Demokrasiye ve halkın iradesine engel olmaya çalışan her türlü oluşumun, kalkışmanın, adı ne olursa olsun bu durumun karşısındayız, karşısında olacağız. Genel Başkanımız Sayın Dr. Devlet Bahçeli’nin olayların yaşandığı, halkımızın anlama çalıştığı ilk anlarda, ordu komutanlarından önce yaptığını hükümetin yanındayız açıklamasıyla; Devlet adamlığını bir kez daha göstermiştir oldu. Darbe teşebbüsünün ilk kırılması ve psikolojik üstünlüğün ilk ivmesi burada kazanılmıştır. Kendisine millet olarak teşekkür ediyoruz. Ülkücü camia sağduyu ve propagandalara gelmeme çağrısıyla beklide olması istenen iç savaş ortamına imkan vermemiş, karanlık sürecin tarafı olmamıştır.

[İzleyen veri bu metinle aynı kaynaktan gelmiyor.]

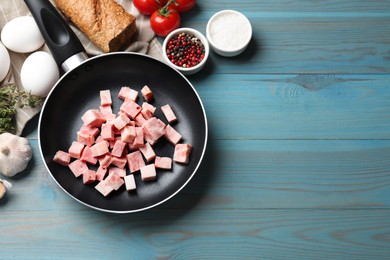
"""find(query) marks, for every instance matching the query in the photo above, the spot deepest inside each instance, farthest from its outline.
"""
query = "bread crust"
(104, 22)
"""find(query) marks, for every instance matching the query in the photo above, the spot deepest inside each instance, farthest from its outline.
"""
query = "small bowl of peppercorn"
(186, 50)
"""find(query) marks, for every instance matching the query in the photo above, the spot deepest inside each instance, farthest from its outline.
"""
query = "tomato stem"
(164, 10)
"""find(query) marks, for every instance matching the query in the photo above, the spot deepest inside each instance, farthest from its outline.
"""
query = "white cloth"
(145, 42)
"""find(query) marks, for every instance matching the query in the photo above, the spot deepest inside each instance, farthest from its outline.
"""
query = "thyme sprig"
(11, 98)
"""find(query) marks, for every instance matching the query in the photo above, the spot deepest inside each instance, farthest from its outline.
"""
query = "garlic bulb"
(4, 185)
(15, 153)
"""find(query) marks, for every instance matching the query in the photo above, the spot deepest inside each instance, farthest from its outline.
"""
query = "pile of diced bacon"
(113, 143)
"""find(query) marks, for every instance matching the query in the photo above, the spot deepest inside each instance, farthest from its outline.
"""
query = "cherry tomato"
(183, 5)
(164, 21)
(147, 7)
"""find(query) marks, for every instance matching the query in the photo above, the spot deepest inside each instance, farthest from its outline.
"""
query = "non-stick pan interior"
(78, 91)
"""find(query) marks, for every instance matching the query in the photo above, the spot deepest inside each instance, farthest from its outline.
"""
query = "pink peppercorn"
(185, 50)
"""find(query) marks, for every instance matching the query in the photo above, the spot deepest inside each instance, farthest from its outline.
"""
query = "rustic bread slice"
(104, 22)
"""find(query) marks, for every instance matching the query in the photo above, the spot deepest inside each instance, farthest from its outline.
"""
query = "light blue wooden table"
(298, 160)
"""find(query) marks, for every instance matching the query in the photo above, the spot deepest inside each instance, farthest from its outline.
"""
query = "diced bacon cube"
(148, 152)
(163, 163)
(104, 188)
(99, 139)
(148, 172)
(153, 129)
(182, 153)
(118, 171)
(62, 158)
(93, 131)
(99, 148)
(100, 173)
(149, 107)
(84, 138)
(172, 135)
(108, 131)
(121, 121)
(128, 134)
(119, 162)
(146, 113)
(87, 156)
(89, 176)
(106, 111)
(78, 167)
(140, 119)
(168, 113)
(147, 93)
(128, 93)
(93, 118)
(105, 160)
(135, 161)
(87, 135)
(76, 149)
(130, 182)
(138, 140)
(131, 108)
(118, 148)
(105, 97)
(114, 180)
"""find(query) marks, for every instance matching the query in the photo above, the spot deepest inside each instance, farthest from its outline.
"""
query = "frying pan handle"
(59, 37)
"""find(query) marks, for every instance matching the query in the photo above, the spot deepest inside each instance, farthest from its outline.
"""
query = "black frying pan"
(78, 90)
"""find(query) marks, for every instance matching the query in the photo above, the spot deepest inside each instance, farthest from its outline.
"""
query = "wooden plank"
(251, 174)
(290, 6)
(319, 37)
(296, 106)
(211, 234)
(292, 106)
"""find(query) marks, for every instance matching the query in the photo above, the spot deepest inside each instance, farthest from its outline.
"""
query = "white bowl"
(200, 65)
(228, 32)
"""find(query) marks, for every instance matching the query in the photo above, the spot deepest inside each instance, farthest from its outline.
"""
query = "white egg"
(5, 62)
(22, 35)
(39, 73)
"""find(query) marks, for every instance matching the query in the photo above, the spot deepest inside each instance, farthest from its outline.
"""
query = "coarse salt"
(230, 30)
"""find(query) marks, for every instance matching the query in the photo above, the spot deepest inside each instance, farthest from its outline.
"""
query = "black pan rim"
(142, 208)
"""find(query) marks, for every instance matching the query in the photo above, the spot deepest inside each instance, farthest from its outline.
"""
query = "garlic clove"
(15, 153)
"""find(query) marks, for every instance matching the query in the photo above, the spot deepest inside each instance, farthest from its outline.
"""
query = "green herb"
(10, 99)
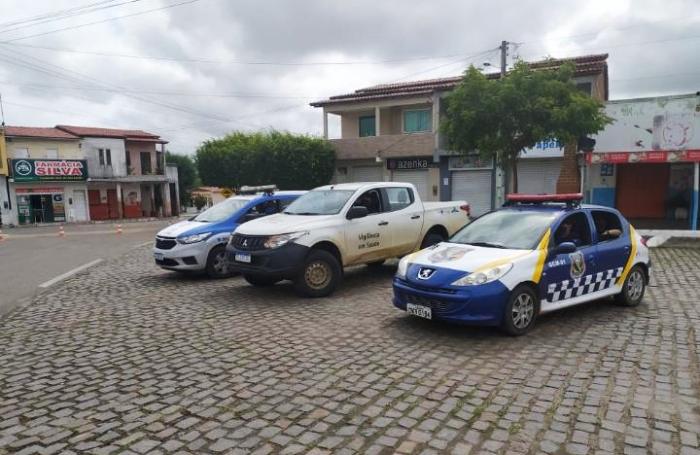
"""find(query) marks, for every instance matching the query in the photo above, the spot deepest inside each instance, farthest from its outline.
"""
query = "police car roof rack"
(264, 189)
(571, 200)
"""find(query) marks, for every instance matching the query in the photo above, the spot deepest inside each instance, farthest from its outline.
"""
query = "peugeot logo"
(425, 273)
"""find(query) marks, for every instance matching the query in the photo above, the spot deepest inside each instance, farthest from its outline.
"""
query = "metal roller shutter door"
(473, 187)
(367, 174)
(419, 178)
(538, 176)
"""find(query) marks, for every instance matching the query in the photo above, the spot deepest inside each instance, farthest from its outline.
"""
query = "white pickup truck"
(335, 226)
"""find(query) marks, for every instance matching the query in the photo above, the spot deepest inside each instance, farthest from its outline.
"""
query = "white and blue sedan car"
(538, 253)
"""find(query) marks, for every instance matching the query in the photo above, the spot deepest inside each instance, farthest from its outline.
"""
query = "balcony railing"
(390, 145)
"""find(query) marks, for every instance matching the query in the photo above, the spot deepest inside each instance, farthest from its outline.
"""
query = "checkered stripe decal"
(583, 285)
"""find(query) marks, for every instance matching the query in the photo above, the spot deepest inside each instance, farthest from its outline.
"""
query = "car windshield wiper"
(486, 244)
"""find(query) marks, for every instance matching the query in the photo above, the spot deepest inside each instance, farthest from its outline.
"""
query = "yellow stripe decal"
(630, 260)
(543, 249)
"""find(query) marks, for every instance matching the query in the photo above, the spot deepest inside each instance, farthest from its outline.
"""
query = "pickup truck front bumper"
(284, 262)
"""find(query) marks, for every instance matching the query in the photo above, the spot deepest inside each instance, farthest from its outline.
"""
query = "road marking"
(69, 274)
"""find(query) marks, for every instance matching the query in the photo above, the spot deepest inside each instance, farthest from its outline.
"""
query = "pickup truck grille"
(247, 242)
(165, 243)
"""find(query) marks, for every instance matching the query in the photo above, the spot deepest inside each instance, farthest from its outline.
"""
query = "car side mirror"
(565, 248)
(358, 211)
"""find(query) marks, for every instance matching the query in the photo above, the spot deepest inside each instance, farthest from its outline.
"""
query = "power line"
(187, 2)
(236, 62)
(66, 14)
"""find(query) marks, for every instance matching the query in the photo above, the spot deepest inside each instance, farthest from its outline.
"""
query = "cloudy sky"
(191, 70)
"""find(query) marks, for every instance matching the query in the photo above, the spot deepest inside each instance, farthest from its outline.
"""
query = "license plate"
(242, 257)
(419, 310)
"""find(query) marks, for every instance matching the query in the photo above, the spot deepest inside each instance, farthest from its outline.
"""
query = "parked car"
(336, 226)
(199, 243)
(537, 254)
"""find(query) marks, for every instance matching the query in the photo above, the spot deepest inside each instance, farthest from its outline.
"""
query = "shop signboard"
(32, 170)
(652, 130)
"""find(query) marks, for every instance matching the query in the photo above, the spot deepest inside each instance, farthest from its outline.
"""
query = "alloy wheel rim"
(635, 285)
(523, 311)
(317, 275)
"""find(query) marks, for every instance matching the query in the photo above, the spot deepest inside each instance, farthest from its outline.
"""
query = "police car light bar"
(267, 189)
(567, 198)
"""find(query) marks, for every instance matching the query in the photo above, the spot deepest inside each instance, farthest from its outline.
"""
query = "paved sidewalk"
(129, 359)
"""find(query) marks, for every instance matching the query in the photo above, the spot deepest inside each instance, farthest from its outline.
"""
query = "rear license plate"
(419, 310)
(242, 257)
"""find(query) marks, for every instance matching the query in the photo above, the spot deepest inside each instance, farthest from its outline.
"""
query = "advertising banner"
(653, 130)
(30, 170)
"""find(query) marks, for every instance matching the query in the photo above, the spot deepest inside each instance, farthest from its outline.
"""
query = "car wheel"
(633, 288)
(376, 264)
(320, 275)
(431, 239)
(260, 280)
(521, 311)
(217, 264)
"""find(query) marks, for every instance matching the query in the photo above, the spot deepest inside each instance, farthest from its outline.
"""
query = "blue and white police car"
(199, 244)
(537, 254)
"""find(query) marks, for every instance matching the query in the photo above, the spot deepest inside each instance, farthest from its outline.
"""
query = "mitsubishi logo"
(425, 273)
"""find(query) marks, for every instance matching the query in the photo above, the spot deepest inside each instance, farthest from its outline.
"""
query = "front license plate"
(419, 310)
(242, 257)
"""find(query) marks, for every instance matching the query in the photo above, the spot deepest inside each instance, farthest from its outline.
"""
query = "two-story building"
(391, 132)
(127, 172)
(47, 177)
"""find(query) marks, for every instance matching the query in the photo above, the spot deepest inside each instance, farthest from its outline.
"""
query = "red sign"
(679, 156)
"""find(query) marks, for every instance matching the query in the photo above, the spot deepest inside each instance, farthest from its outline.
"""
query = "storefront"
(471, 178)
(646, 162)
(539, 168)
(48, 191)
(422, 172)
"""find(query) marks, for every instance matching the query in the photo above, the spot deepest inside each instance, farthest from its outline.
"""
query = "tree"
(284, 159)
(499, 118)
(186, 175)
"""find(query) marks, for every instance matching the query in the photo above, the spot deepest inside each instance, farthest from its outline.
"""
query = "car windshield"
(222, 211)
(320, 202)
(512, 229)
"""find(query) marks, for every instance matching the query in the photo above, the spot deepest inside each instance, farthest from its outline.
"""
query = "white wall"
(90, 147)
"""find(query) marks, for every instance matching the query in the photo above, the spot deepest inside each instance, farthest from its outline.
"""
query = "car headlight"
(484, 276)
(194, 238)
(276, 241)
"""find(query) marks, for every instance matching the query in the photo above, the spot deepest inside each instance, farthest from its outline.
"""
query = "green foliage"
(287, 160)
(186, 175)
(499, 118)
(199, 201)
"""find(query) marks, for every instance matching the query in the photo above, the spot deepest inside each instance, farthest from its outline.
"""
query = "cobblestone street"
(127, 358)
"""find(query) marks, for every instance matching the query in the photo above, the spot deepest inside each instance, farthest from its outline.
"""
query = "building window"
(368, 126)
(415, 121)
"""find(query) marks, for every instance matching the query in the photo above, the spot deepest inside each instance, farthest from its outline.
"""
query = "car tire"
(320, 275)
(261, 280)
(376, 264)
(521, 311)
(432, 238)
(217, 264)
(632, 288)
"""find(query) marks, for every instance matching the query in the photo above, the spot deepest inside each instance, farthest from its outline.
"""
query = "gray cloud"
(311, 31)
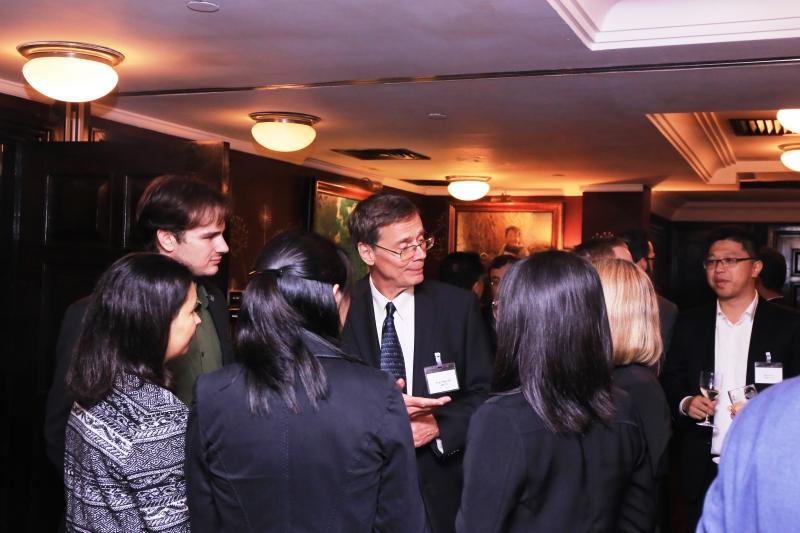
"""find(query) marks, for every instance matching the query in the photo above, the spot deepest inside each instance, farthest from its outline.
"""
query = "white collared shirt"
(403, 323)
(731, 348)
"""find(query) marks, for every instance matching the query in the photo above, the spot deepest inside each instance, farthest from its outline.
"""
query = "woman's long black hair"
(288, 302)
(554, 340)
(127, 325)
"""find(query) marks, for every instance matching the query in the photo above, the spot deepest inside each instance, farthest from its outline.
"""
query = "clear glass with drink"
(709, 382)
(740, 396)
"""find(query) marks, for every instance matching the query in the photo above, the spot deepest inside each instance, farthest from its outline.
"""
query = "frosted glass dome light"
(468, 188)
(283, 132)
(70, 71)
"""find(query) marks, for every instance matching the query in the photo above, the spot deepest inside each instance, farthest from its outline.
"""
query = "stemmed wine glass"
(709, 381)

Diğer yönden Türk Silahlı Kuvvetlerinin ve Mehmetçiğin gururumuz, onurumuz olduğunun altını çiziyorum, sapla saman ayırt edilmesi gerektiği ısrarla savunuyorum. Ordunun içinden bir grup çıktıysa tüm ordumuzu yaftalamak çok büyük bir belirsizliktir. Çünkü güçlü ordu, güçlü Türkiye cümlesini söylemiyorum, haykırıyorum. Mehmetçiğe, tezkere için gün sayan kınalı kuzularımız; kalabalıktan güç bularak; kemerle, sopayla, hatta şehit ederek müdahale edenleri kınıyorum ve onları vicdanlarıyla baş başa bırakıyorum.
Bu süreç bence yaşandı ve bitti en önemlisi bundan sonra ki hukuk süreçtir. Bu sürecin şeffaf, duygusallığa bakmadan, hızlı bir şekilde işleyip suçluların biran önce adalete hesap vermesini bekliyoruz. Türkiye Cumhuriyeti Devletinin biran önce normalleşip gündelik hayatına dönmesi ve hükümetin bu psikolojiyi kaşımak değil halkı rahatlatmak eylemin de olmasını bekliyoruz. Cenabı Allah bir daha bu millete böyle acılı geceler yaşatmasın inşallah. Diyerek sözlerini tamamladı.